Rock art, Ballymaghroe, Co. Wicklow
Co. Wicklow |
Settlement Sites
A small stone in a Wicklow graveyard carries markings that predate Christianity by thousands of years, yet ended up doing the quiet, ordinary work of marking a grave.
That double life is what makes it worth noticing. The stone, roughly 52 centimetres long and broken along one edge, bears seven cup marks on its upper face, two of which have been split clean through at the point where the stone itself fractured at some point in its history. Cup marks are among the oldest and most enigmatic forms of prehistoric rock art found in Ireland and Britain: shallow, roughly circular depressions ground or pecked into stone, whose precise purpose remains debated. A groove runs outward from the largest of the cups and splays slightly at the far end, adding a degree of intentional composition to what might otherwise look accidental.

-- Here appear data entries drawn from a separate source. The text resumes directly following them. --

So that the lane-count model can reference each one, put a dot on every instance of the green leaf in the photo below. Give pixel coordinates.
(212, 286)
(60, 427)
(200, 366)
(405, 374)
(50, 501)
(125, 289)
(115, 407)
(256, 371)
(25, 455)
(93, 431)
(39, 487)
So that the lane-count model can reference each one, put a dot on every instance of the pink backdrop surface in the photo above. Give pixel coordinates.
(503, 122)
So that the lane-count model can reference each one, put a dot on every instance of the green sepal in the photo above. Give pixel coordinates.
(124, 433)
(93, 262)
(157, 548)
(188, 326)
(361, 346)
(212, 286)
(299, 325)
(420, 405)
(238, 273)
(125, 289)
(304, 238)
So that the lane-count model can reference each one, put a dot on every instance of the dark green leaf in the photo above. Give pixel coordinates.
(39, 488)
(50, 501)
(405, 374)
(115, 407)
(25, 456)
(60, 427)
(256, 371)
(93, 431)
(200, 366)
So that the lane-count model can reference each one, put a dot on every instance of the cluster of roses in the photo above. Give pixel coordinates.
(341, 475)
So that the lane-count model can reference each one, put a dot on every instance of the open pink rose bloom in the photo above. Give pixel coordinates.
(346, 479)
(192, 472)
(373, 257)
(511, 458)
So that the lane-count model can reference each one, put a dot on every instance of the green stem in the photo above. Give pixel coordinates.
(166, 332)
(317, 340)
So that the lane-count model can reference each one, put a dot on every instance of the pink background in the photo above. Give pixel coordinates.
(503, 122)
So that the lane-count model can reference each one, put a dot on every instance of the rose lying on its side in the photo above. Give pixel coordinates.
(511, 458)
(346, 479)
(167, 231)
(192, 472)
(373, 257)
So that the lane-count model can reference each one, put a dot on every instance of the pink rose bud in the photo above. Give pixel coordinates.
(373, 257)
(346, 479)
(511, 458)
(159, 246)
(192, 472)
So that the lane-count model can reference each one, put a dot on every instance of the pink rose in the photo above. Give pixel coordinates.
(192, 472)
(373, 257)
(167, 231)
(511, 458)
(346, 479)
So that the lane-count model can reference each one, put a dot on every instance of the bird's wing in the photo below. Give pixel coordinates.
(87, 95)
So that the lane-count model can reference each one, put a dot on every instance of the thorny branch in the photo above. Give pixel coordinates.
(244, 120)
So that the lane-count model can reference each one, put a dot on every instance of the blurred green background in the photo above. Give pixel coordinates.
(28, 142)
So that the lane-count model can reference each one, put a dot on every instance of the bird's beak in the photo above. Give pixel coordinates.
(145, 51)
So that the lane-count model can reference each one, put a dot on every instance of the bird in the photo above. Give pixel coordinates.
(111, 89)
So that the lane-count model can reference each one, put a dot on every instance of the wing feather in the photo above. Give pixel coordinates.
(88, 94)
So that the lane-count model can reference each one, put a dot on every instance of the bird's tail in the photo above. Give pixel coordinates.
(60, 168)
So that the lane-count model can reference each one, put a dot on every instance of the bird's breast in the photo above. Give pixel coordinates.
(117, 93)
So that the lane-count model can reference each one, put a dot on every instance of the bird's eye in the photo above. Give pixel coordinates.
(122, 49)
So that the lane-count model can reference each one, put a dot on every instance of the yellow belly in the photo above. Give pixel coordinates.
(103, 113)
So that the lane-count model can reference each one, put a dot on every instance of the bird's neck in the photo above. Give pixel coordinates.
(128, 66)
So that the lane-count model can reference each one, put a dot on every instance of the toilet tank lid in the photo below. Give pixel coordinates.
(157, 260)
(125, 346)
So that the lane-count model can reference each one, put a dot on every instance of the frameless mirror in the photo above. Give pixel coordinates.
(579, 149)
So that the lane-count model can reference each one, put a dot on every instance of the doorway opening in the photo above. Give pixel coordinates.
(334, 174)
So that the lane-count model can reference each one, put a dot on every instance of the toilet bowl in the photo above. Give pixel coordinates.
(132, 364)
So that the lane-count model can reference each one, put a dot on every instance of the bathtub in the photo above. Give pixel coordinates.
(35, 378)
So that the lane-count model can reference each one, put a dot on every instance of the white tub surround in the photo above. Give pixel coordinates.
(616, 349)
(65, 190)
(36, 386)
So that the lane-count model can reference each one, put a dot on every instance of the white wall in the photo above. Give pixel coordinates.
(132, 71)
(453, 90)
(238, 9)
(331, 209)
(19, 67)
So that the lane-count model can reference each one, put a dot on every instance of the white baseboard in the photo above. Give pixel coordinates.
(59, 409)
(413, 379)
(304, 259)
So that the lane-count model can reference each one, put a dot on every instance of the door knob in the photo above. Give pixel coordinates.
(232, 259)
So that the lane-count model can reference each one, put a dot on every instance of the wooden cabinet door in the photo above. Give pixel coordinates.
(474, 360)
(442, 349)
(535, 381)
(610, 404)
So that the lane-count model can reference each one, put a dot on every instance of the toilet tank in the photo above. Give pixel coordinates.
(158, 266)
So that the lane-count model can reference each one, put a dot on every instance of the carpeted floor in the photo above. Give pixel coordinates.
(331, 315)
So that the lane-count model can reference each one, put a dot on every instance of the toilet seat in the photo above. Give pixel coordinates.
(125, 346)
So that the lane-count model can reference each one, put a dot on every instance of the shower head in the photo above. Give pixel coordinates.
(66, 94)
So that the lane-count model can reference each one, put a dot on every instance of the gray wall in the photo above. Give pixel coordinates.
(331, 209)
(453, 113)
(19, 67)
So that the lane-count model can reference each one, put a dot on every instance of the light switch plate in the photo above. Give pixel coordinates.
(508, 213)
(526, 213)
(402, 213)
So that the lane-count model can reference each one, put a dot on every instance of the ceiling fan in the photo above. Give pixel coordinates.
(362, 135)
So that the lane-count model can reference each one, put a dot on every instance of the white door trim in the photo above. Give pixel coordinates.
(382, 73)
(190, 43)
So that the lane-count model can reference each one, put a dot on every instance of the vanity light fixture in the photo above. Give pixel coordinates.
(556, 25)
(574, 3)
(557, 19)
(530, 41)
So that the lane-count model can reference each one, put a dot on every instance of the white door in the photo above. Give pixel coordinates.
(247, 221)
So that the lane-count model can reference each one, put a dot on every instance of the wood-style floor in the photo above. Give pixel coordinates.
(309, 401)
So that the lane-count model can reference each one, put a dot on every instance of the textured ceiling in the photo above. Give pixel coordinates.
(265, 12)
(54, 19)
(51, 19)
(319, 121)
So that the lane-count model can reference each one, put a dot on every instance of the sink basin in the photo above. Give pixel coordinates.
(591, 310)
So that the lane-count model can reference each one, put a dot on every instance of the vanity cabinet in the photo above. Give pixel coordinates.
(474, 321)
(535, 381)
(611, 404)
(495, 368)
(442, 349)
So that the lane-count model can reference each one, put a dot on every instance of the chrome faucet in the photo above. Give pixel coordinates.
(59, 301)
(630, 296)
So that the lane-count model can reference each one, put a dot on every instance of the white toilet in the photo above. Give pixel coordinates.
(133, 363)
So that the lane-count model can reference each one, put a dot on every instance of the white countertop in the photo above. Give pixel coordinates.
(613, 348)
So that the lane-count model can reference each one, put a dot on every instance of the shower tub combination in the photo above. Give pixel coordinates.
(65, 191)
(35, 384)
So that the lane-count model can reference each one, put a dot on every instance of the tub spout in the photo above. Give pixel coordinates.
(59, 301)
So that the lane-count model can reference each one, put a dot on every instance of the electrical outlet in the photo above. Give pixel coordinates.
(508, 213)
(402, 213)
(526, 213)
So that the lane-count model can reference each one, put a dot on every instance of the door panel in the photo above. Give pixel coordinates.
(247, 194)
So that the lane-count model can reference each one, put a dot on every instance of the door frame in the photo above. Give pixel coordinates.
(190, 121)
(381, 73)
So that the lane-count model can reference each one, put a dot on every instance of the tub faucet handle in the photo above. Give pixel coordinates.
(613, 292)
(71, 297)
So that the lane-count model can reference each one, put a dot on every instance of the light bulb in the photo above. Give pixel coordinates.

What makes the Ballymaghroe stone particularly curious is that the decoration does not stop at one face. Flip it over, and there are two further small cup marks on the reverse. Whether those were added at the same time as the others, or represent a separate episode of carving entirely, is unknown. Researcher Chris Corlett, who documented the stone and published details in Archaeology Ireland, drew attention to the way this prehistoric object had been quietly absorbed into a Christian burial context, reused as a grave marker with its ancient carvings still legible to anyone who looked closely enough. It is the kind of layering that happens when a community finds a useful, solid piece of stone without necessarily knowing or caring much about the marks already on it, though one can never be entirely certain of that indifference either.